Cancer Biology and Evolution Program, Moffitt Cancer Center, Tampa, Florida, USA.
Prostate. 2025 Dec;85(16):1562-1567. doi: 10.1002/pros.70038. Epub 2025 Aug 28.
For centuries, humans have used directed evolution to promote desired traits in domesticated animals. We hypothesized similar strategies may be employed to steer castrate resistant prostate cancer cells to a castrate sensitive phenotype allowing resumption of Androgen Deprivation therapy (ADT) and prolonging survival.

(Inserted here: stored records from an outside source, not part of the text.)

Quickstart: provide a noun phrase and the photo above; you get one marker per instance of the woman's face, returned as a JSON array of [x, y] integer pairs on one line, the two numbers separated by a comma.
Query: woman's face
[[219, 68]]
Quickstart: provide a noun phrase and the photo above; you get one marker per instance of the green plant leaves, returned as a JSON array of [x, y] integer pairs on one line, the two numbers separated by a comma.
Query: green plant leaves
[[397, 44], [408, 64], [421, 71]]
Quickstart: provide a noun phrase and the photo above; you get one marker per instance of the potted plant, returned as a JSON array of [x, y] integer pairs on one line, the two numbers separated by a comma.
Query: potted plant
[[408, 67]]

Our interdisciplinary team investigated directed evolution to restore castrate sensitivity in a patient with metastatic castrate resistant prostate cancer who could not tolerate available therapeutic agents for castrate resistant disease. Guided by an evolutionary mathematical model and using the PSA/testosterone ratio as a biomarker for intra-tumoral population dynamics, we applied a sequence of testosterone injections as evolutionary selection forces to suppress resistant androgen receptor-upregulated clones and promote proliferation of ADT-responsive clones.
When the PSA/testosterone ratio indicated successful transition to dominant castrate sensitive population, reinstitution of adaptive dosing of ADT has resulted in three stable cycles.

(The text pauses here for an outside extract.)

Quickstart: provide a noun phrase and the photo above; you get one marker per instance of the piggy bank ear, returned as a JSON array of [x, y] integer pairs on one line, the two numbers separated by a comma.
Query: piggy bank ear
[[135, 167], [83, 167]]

This case suggests that evolution-informed strategies using population-based biomarkers to manipulate intra-tumoral evolution can restore castrate sensitivity in select patients.

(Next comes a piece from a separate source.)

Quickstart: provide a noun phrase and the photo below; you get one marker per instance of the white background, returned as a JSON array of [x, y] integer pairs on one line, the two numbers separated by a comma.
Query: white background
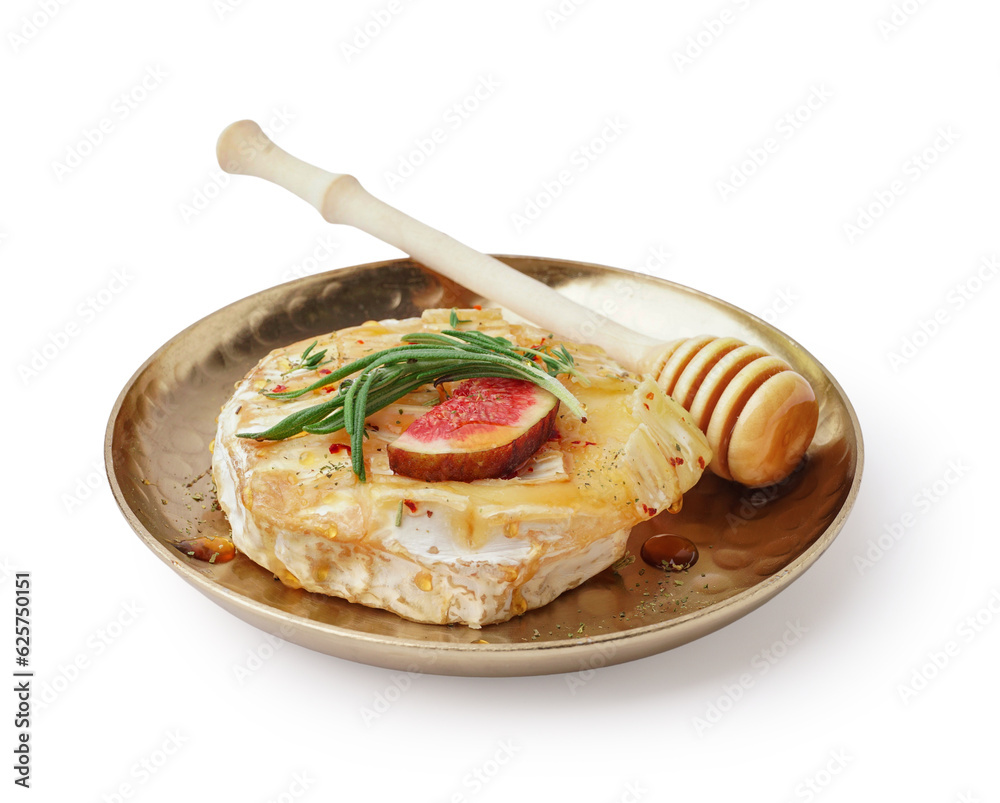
[[896, 660]]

几个世纪以来,人类一直利用定向进化来培育家畜的理想性状。我们推测,类似的策略或许可用于引导去势抵抗性前列腺癌细胞转变为去势敏感性表型,从而恢复雄激素剥夺疗法(ADT)并延长生存期。
我们的跨学科团队对一名转移性去势抵抗性前列腺癌患者进行了定向进化研究,以恢复其去势敏感性,该患者无法耐受现有的去势抵抗性疾病治疗药物。在进化数学模型的指导下,以PSA/睾酮比值作为肿瘤内种群动态的生物标志物,我们应用一系列睾酮注射作为进化选择力,以抑制雄激素受体上调的耐药克隆,并促进对ADT有反应的克隆的增殖。
当PSA/睾酮比值表明已成功转变为占主导地位的去势敏感群体时,重新采用适应性剂量的ADT已产生三个稳定周期。
该病例表明,利用基于种群的生物标志物来操纵肿瘤内进化的进化导向策略可恢复部分患者的去势敏感性。